Japanese Woodblock Print Database
January 6, 2013 12:13 PM   Subscribe

Japanese Woodblock Print Database
A database and visual search engine of over 200,000 Japanese woodblock prints. Starting in the early 1700s and exploding in popularity throughout the 1800s, Japanese woodblock prints depicted the fantastic world of Kabuki actors, courtesans, warriors, and nature. The style of the prints feels particularly modern and vibrant, even today a couple hundred years later. This project aggregates prints from a number of museums, dealers, and auction houses into a single searchable resource.

This project was started as a tool to aide myself in my research into Japanese woodblock prints. I found it to be incredibly difficult to even perform simple actions like locating a print or finding more information about a print.

This project has a few key components: 1) Prints are aggregated from a number of different sources around the globe (currently 23), all of which have various levels of usability (or un-usability, depending upon how you look at it). 2) Wherever possible artist names have been simplified and translated into English (making a number of Japanese-only collections searchable to lay scholars). 3) An image search engine has been implemented, making it possible for people to take pictures of prints that they see and find out more information about them.

As it stands this is a unique resource within the realm of prints or really art history studies in general. I've been working on it for a little over a year now and I want to get it out for people to play around with and get feedback on. I'm particularly immersed in Japanese woodblock studies so I would love feedback on ways in which I can make this more appealing and understandable to others that are new to this subject.

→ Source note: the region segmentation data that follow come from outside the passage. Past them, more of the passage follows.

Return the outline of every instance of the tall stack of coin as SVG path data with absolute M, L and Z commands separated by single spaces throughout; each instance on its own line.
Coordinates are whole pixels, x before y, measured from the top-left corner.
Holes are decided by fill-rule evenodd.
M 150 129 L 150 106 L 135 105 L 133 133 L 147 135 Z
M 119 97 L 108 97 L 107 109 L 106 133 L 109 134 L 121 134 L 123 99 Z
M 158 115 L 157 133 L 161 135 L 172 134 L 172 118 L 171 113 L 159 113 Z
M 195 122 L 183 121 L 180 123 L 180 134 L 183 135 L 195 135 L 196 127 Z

On the technical side, this project was done using the following technologies: Node, Express, jQuery, Bootstrap (web site), SOLR (text search engine), MatchEngine (image search engine), Node (for scraping), and EC2, S3, and Cloudfront (for hosting site and images). If you have any questions about how the site was implemented - please feel free to ask away!
Role: programmer, designer, researcher
posted by jeresig (16 comments total) 19 users marked this as a favorite
This project was posted to MetaFilter by carsonb on January 7, 2013: Japanese Woodblock Print Database | Ukiyo-e Search

Did a single search, for 'firefly', and wow. This is a lot of fun.
posted by sciencegeek at 1:44 PM on January 6, 2013

Excellent !
posted by Bighappyfunhouse at 2:13 PM on January 6, 2013

Glad you're enjoying this!

@sciencegeek: That's a good search! Other generic searches produce good results as well: monkey (one of my favorites), fish, toad (another fun one), bird, and flower. Birds and flowers have a ton of results and can be easily broken down by type (chrysanthemum, plum, cherry - finch, titmouse, crow, eagle). It's fascinating to see how artists' interpretations of this commons symbols differs. Another fun search is to look for common characters, costumes, or dances. For example 'shakkyo' will get you the traditional "lion dance" from Noh and Kabuki or a god like 'fudo' is another fun result.

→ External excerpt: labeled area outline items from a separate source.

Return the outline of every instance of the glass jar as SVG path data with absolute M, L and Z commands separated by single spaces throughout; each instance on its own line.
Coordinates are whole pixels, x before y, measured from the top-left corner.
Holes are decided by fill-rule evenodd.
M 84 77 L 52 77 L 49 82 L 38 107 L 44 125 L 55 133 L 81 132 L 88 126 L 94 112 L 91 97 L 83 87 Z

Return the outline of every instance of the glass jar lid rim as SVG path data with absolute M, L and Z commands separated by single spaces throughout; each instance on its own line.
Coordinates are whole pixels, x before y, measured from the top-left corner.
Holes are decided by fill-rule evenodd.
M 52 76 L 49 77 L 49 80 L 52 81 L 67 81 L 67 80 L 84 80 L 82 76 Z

I should definitely pull together a master list of a bunch of these - thank you for bringing this up!
posted by jeresig at 4:29 PM on January 6, 2013

Jaw agape. This is going to be a deep rabbit-hole for me. Although I note that some of the alternative versions of a print are in fact completely different prints, eg this.
posted by adamrice at 4:35 PM on January 6, 2013

Put this on my FB page and others have suggested searches:
crow - great minds think alike.
posted by sciencegeek at 4:38 PM on January 6, 2013

oh yeah, umbrella is nice too.
posted by sciencegeek at 4:39 PM on January 6, 2013

@adamrice: Glad you're liking it! So you've actually found an interesting case: These prints are, in fact, visually different - however they have many similar characteristics and, in fact, they are from the same print series (Yoshitoshi's 36 Ghosts series). Note the black crest at the top of the print - this is identical in all the prints (it's actually the title of the print series), also note the similar colored crest in the upper-right-hand-side (this is the title of the print), finally note the color bar at the very bottom of all the prints (the Tokyo Metropolitan Library adds these to the images of their prints, as do other institutions). These three things combined result in the image search identifying these three prints as being visually similar. So it's not perfect but it's still rather good (since these prints are related, being from the same series). I've seen this in other cases as well but it's relatively rare, and it really only seems to happen when there's a color bar in place. I could do more to crop the images but that would be a lot of work. Something to consider for later.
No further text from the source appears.